Skeptischer Ausblick
Bilfinger Berger sieht Tiefpunkt der Baukrise erst 2006 erreicht

Der Mannheimer Baukonzern Bilfinger Berger schätzt die Lage der eigenen Branche äußerst skeptisch ein. Vorstandschef Herbert Bodner sagte dem Handelsblatt (Freitagausgabe), dass er auch für den Fall eines Regierungswechsels skeptisch bleibt und erst 2006 mit dem Erreichen des Tiefpunkts rechnet.

DÜSSSELDORF. Der Mannheimer Baukonzern Bilfinger Berger schätzt die Lage der eigenen Branche äußerst skeptisch ein. Vorstandschef Herbert Bodner sagte dem Handelsblatt , er rechne in Deutschland 2005 noch nicht mit einer Wende zum Besseren. Die seit Jahren anhaltende Talfahrt der Branche werde weiter gehen, der Preisdruck habe nicht nachgelassen. Im Gegenteil, er habe sich angesichts des rückläufigen Auftragseingangs sogar erhöht. Die Insolvenz-Welle sei ungebrochen und der Kapazitätsabbau in vollem Gange. Auch für den Fall eines Regierungswechsels bleibt Bodner skeptisch, er rechne erst 2006 mit dem Erreichen des Tiefpunkts.

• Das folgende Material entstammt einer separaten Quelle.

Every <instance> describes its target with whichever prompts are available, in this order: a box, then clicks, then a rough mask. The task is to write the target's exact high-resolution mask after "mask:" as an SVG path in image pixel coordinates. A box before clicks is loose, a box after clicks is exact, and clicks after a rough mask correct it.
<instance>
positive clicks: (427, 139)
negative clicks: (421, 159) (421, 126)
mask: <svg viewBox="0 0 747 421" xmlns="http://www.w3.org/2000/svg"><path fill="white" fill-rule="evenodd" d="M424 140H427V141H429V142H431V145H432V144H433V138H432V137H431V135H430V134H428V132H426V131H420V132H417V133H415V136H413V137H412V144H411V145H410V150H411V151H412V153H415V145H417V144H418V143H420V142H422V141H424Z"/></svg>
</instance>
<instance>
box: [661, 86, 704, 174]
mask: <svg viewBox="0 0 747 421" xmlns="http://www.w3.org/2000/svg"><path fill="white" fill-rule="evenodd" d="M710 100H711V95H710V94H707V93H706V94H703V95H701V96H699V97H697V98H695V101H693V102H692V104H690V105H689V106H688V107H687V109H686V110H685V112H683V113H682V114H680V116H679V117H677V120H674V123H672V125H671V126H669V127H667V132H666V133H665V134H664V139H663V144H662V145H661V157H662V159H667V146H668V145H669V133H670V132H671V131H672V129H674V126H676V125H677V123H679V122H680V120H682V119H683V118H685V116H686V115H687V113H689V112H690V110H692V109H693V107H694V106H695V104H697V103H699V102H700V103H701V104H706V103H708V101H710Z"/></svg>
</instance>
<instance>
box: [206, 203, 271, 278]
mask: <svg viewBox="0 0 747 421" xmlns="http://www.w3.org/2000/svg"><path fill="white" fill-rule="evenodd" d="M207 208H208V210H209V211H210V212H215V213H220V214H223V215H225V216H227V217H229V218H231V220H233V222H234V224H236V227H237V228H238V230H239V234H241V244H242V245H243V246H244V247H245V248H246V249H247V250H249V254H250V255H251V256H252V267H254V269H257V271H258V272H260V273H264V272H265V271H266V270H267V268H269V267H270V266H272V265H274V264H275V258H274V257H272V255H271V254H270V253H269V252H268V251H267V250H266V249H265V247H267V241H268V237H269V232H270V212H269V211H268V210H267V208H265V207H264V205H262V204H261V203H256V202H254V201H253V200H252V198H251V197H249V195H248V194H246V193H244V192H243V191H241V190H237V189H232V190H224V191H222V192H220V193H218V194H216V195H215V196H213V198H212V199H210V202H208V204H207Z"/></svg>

Bodner hält es für falsch, in Deutschland hohe Kapazitäten aufzubauen, wie es der Konkurrent Strabag mit der Übernahme großer Teile der insolventen Walter Bau gemacht hat. Bilfinger werde sich in der Leistung beschränken und streng auf gute Ergebnisse achten: „Wir wollen nicht die Nummer eins werden, sondern in Deutschland Geld verdienen.“ Ausgebaut wird daher das Dienstleistungsgeschäft. Angesichts verstärkter öffentlicher Investitionen in den Straßenbau soll zusätzlich der Verkehrswegebau aufgestockt werden. Übernahmen im Straßenbau schließt Bodner nicht aus, nachdem sein Unternehmen der Strabag die Walter Bau-Tochter Heilit überlassen musste.